Are you a teacher? What methods do you use to teach a class? How successful is your current method for allowing students to achieve learning?
Try reading Learner-Centered Teaching by Maryellen Weimer. The information and hints in this book can be applied to classrooms of all ages, from preschool to college. The author is a college professor so much of her experience and advice is geared towards teaching college classes; however, many of her tips can be applied to teaching younger age groups as well.
She explains how to “use” content not “cover” it. She talks about how “we use content to promote self awareness of learning” (page 51). “A good teacher does not teach all that he knows. He teaches all that the learner needs to know at the time, and all that the learners can accountably learn in the time given.”
In learner-centered models of teaching, the teachers are instructors who guide and facilitate learning. They are the ones who prepare the way for the students to learn.
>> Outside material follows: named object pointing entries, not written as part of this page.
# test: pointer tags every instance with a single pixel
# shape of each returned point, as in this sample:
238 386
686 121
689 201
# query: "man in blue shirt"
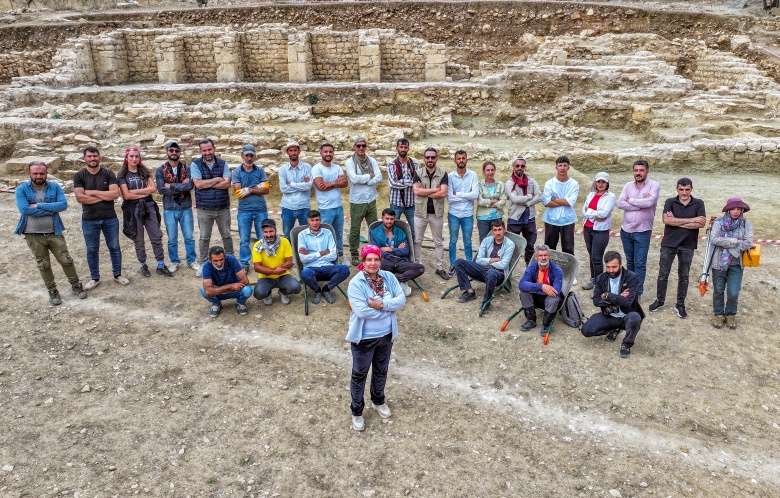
317 251
251 185
223 278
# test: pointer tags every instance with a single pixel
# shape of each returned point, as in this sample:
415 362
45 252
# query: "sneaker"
528 325
164 271
328 297
443 274
467 296
54 297
656 305
78 290
383 410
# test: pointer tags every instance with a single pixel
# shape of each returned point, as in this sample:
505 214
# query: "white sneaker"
383 410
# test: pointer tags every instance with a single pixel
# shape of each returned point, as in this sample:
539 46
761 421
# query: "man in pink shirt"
638 200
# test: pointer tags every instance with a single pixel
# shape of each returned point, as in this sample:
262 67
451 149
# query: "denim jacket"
54 202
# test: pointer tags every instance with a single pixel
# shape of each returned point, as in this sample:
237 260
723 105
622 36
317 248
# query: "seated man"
272 257
223 278
490 265
317 249
540 287
616 292
395 251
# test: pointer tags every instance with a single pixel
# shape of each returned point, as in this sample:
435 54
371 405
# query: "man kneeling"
395 251
223 278
272 257
490 265
540 287
616 293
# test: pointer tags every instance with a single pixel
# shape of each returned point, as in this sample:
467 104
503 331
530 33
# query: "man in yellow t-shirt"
272 257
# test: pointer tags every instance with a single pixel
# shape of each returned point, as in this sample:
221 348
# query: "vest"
212 198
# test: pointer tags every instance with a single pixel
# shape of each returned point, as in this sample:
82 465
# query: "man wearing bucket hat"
731 234
683 215
295 182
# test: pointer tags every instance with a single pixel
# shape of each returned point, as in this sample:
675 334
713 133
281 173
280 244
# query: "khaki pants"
40 246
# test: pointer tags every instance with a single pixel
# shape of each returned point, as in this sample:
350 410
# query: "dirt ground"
135 390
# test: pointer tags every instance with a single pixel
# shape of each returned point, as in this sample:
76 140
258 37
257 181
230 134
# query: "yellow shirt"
282 253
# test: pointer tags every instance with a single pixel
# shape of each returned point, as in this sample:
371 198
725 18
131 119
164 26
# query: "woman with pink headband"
375 297
136 183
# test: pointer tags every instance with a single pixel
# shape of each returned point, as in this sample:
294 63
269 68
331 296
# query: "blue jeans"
636 246
289 216
466 226
334 274
110 229
173 219
241 296
245 221
335 218
408 212
728 281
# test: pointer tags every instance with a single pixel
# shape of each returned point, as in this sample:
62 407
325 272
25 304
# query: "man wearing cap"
683 217
174 182
251 185
329 179
295 182
317 250
400 174
211 176
272 257
363 174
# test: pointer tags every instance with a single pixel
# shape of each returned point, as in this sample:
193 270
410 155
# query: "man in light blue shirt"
295 182
559 196
317 251
462 191
329 179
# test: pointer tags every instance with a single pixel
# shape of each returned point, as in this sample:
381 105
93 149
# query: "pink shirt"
639 205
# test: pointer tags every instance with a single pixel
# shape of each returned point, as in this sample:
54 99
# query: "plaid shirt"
401 186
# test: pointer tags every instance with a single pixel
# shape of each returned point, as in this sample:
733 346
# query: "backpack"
572 311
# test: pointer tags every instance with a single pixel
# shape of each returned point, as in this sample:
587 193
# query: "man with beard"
174 183
251 186
616 293
540 287
329 179
272 257
400 173
211 176
363 175
40 203
295 183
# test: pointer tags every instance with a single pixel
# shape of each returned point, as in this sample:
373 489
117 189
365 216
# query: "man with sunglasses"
174 183
523 193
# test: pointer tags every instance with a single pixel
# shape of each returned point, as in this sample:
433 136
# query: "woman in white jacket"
597 221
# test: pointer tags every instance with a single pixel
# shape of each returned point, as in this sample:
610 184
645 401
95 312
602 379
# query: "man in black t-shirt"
683 217
96 189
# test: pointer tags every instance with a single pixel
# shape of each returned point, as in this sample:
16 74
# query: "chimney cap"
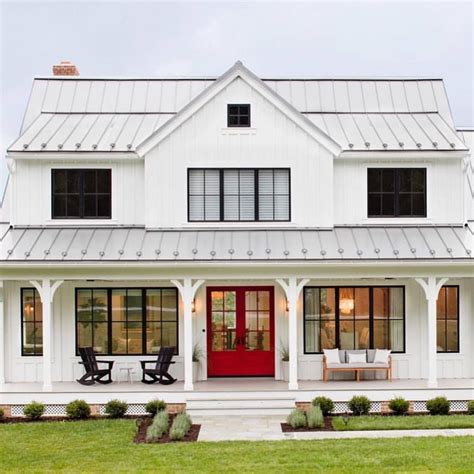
65 68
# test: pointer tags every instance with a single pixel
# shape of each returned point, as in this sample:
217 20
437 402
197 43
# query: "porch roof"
126 244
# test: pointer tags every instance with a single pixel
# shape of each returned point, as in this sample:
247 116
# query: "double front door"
240 330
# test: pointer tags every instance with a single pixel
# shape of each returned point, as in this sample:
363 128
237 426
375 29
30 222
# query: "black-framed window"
31 323
81 193
396 192
354 318
239 195
447 319
126 321
238 115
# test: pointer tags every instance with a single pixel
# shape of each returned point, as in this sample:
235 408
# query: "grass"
364 423
106 446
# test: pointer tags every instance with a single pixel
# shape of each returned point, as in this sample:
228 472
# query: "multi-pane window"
31 321
238 195
354 318
447 318
396 192
238 115
81 193
124 321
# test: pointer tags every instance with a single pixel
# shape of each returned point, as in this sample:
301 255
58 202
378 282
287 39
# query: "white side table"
128 373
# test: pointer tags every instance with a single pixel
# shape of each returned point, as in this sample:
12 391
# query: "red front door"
240 331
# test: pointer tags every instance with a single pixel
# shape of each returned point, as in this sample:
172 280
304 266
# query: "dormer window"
238 115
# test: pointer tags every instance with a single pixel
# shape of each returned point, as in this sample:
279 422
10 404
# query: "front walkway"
267 428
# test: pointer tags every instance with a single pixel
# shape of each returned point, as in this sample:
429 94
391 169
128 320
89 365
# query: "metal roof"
96 244
67 114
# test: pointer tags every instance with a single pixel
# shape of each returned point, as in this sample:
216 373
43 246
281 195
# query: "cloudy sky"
202 38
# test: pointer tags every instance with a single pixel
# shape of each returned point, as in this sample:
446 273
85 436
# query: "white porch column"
46 290
292 290
431 287
187 291
2 334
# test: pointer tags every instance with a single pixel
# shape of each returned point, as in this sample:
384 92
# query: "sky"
309 39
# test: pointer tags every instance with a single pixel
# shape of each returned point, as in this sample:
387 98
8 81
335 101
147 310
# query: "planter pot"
196 371
284 370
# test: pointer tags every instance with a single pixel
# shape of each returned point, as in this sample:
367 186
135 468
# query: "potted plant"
197 356
285 358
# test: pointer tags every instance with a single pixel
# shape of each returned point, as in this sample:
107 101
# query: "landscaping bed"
144 423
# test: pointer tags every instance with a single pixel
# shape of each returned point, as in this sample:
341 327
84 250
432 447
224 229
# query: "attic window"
238 115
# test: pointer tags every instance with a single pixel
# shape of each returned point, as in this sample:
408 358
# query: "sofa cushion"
332 356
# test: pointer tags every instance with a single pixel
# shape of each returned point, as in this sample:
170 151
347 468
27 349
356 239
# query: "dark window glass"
354 318
238 195
81 194
130 321
447 317
238 115
32 323
396 192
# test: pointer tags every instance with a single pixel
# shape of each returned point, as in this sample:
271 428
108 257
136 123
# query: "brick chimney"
65 68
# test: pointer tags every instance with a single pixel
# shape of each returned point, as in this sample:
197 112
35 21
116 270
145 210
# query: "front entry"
240 331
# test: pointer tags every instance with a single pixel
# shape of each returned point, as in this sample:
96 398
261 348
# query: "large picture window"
354 318
396 192
31 323
81 193
447 318
127 321
238 195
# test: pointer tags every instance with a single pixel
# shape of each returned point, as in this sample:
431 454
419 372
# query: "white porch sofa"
344 365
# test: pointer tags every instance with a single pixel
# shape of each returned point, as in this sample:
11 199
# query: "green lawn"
106 446
403 422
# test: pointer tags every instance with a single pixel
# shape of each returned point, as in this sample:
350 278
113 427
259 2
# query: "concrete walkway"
260 428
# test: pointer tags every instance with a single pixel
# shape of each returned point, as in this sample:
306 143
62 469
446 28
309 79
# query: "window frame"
82 194
396 192
337 314
109 290
222 195
445 319
239 125
35 294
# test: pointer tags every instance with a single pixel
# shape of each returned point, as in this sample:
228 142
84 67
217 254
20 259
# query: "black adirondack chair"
91 365
159 373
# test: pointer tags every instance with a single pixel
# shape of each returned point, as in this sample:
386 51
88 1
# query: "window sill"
238 131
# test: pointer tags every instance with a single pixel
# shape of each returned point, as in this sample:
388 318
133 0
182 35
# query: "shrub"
34 410
116 408
297 419
325 403
158 427
154 406
78 410
359 405
438 406
315 417
181 425
399 406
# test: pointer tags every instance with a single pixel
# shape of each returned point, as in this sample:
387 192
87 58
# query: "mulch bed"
286 428
144 423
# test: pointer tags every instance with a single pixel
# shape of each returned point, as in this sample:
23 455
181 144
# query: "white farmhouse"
243 219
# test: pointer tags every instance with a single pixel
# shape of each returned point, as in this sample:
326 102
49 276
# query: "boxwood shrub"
116 409
78 410
359 405
438 406
34 410
325 403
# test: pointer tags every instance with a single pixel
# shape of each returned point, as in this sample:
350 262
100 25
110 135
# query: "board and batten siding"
272 141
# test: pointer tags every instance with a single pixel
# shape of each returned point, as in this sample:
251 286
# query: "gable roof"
112 114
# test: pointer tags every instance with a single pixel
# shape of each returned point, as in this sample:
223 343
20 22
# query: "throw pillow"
332 356
381 356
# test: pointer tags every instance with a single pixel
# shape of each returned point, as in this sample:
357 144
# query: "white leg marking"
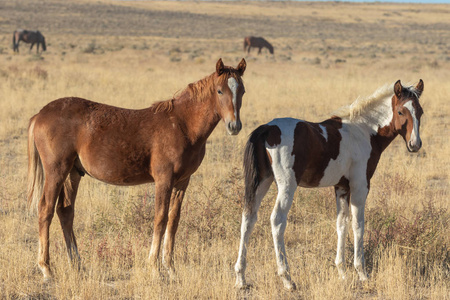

Weimer gives a great example of the teacher’s role being like a gardener—one who prepares the ground, tills, and cultivates, but whose plants do the growing…The real accomplishment belongs to the plants (page 75).
I have always liked the phrase: Success is a journey not a destination. Now I have another phrase to add to that favorite: “Good teaching is a journey rather than a destination” (page 201). Teaching is not like a subway stop where, once you are there, you can cease moving forward — we must resist the urge to keep doing things the way we’ve done them for years. There’s always a poor teacher in us waiting to emerge. We have to resist the temptation to stay as we are, to rest at the bus stop (page 201).
Purchase a copy of this book and work your way to being a better teacher and work in cooperation with your students to lead and guide them along the road to successful learning.